The first is the Hom case; Mr. Hom has filled a few PT posts with varied and important tax procedure issues. In the development this week, in a nonprecedential and unpublished (but freely available) opinion the Ninth Circuit reversed in part the district court in a case involving whether online gambling sites were accounts that were required to be reported under the FBAR rules.
Jack Townsend at Federal Tax Crimes and Ed Zollars at Current Federal Tax Developments both discuss the case.
The other case that caught my eye and is one that I will be returning too is the Maze v IRS case out of the federal district court in DC. It contains an important discussion of the Anti-Injunction Act. In particular, the opinion considers whether the AIA is a bar to preventing the court from considering the taxpayer’s argument that the IRS should have used streamlined procedures rather than transition streamlined procedures.
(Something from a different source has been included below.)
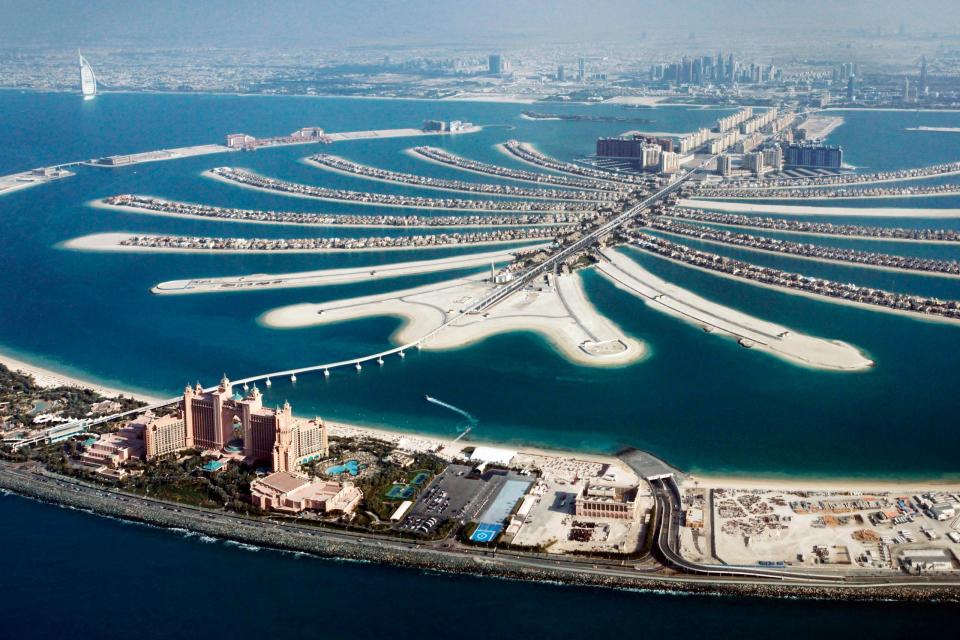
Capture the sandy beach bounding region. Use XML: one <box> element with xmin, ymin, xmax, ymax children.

Not surprisingly, Jack’s blog, which is the place to turn for developments generally relating to criminal tax but in particular on all offshore issues, hits the opinion hard here.
What caught my eye in the opinion is the extensive discussion of Florida Bankers and other important AIA cases, including Cohen v US, Foodservice and Lodging Inst. v Regan, and Seven-Sky v Holder. We have discussed some of those issues in PT previously. The opinion is careful to limit the openings in the AIA that some cases have revealed.